How COP15 and COP26 can win the race
We need to see a seamless relay of the baton. The biodiversity COP15 part 1 will be swiftly followed by climate COP26, and biodiversity COP15 part 2 will follow in April. This period from October 2021 to May 2022 has to be seen as an integrated and historic process under the overarching 2030 Agenda for Sustainable Development.
There have to be integrated discussions, communication and advocacy across the conventions breaking the climate and nature silos. As the United Nations Secretary-General calls for at least half of climate finance to be directed to resilience and adaptation, this investment must seize the opportunities of nature-based solutions.
This is humanity’s race to net-zero emissions and to stop to biodiversity loss and land degradation.

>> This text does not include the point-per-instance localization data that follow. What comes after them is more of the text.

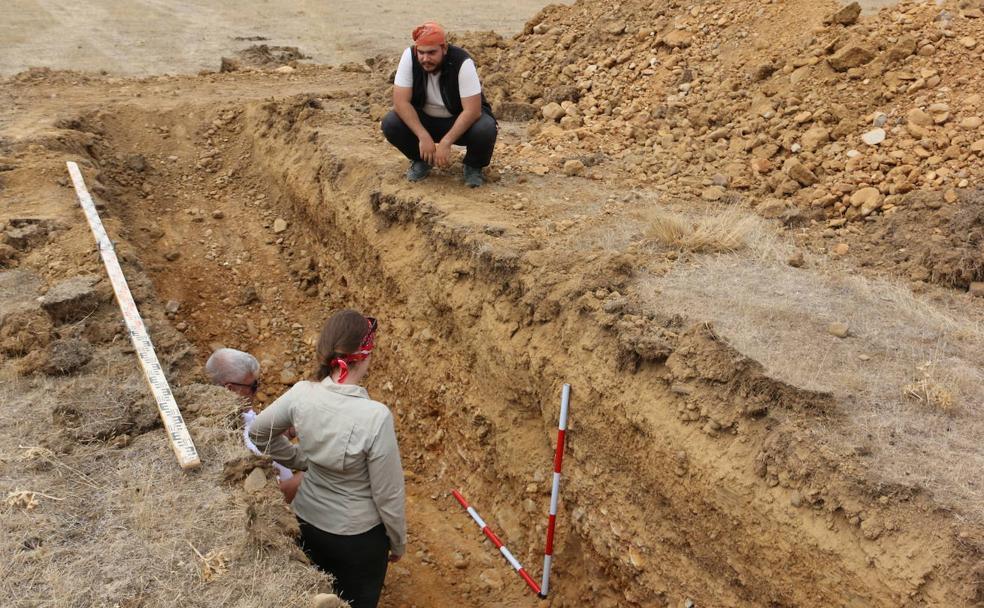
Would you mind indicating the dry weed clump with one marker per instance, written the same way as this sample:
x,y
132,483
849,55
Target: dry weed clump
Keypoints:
x,y
727,231
929,390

This cannot be a race of separate conventions and separate goals. This is one race, and everyone needs to win.
The post-2020 global biodiversity framework will outline what countries need to do, individually and collectively, in the next decade and beyond, to set the world on a course to living in harmony with nature by 2050. The draft text of the framework includes proposals to protect 30 percent of the Earth’s land and sea, and increase financial resources for nature to at least US$200 billion per year. These are nature-based solutions for climate change.

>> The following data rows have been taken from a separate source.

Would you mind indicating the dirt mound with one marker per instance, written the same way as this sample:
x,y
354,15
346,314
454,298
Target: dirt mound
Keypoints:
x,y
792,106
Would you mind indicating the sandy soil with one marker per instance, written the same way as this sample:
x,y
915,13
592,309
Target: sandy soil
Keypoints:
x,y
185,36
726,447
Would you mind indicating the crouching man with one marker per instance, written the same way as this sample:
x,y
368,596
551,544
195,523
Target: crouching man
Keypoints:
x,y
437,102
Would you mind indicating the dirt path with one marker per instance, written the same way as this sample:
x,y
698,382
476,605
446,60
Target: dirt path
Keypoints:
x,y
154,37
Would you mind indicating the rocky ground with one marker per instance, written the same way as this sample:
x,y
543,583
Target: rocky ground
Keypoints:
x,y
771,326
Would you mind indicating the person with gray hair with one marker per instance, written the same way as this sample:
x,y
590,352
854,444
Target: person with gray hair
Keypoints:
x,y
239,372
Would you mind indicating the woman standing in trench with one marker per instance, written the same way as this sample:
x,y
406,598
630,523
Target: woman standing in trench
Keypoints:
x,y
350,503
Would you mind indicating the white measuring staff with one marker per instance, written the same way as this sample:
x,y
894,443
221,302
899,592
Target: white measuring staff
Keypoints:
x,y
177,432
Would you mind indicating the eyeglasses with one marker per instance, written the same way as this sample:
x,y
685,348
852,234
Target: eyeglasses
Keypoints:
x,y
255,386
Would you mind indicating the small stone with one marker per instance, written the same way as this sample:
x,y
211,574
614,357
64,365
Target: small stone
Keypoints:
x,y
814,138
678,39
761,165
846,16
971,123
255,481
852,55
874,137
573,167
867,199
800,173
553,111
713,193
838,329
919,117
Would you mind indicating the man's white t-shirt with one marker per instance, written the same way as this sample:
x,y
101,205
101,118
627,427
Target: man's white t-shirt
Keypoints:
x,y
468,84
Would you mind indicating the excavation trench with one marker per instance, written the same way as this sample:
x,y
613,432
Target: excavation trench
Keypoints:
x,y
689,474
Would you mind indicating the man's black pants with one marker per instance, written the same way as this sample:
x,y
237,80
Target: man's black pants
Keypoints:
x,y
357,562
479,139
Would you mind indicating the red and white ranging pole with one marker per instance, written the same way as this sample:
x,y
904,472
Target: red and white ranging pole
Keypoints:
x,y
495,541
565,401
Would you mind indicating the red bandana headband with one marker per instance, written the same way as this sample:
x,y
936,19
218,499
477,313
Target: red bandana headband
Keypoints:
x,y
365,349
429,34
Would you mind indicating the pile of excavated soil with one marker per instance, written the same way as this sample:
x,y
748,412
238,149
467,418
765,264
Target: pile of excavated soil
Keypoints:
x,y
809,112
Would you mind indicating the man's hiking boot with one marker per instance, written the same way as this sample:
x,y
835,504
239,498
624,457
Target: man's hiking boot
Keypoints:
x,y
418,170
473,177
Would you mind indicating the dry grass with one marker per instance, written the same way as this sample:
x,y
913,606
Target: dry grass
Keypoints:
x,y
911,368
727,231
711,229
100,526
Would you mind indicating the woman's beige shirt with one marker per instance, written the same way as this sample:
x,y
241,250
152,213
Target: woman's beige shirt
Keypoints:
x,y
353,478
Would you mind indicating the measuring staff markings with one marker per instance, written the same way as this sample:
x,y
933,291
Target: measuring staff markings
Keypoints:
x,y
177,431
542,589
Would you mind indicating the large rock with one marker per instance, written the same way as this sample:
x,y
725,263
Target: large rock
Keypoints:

COP26 provides a critical moment for countries to make strong national climate pledges – or Nationally Determined Contributions (NDCs) – that will help the world to achieve the goals of the Paris Agreement. Nature-Based Solutions must be a major component in the NDCs. UNDP has supported 55 countries in developing the nature for climate country reports to provide analysis on the potential of nature-based climate mitigation and adaptation solutions for each country to be integrated within their NDCs.

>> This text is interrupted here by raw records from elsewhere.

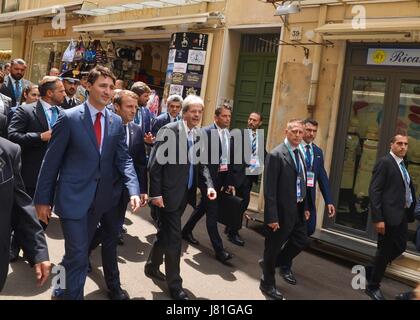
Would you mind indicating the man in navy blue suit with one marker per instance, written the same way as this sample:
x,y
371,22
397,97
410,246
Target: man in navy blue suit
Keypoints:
x,y
86,153
174,104
314,160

Finance for nature and climate is cross-cutting
Financing for nature in most cases is synonymous with finance for climate. Nature-based solutions are highly cost effective and don’t just deliver 30 percent of necessary emission reduction but also significantly support climate adaptation. Acceleration of efforts towards closing the $700 billion per year biodiversity finance gap is also about raising nature-based climate finance to the level necessary.
Elimination of negative investment such as fossil fuel and agriculture and land related subsidies have to be tackled in tandem and at speed. The finance sector and business have begun to realize the financial risks related to climate and nature and their dependency and impact on nature. The Taskforce on Nature Related Financial Disclosures (TNFD ) was launched in June this year, forming a coalition of over 130 financial institutions and businesses. More than 1,000 companies with $4.7 trillion in revenue have signed a call for governments to adopt policies to reverse nature loss by 2030.
Some businesses are also starting to recognize the tremendous commercial opportunities of decarbonization and participating in a booming nature friendly economy. According to the World Economy Forum a new nature economy could generate up to $10.1 trillion in annual business value and create 395 million jobs by 2030.
UNDP’s Human Development Report 2020 made it clear that we have only one choice. The only choice we have for sustainable and equitable future in the Anthropocene is to develop with nature and not against it.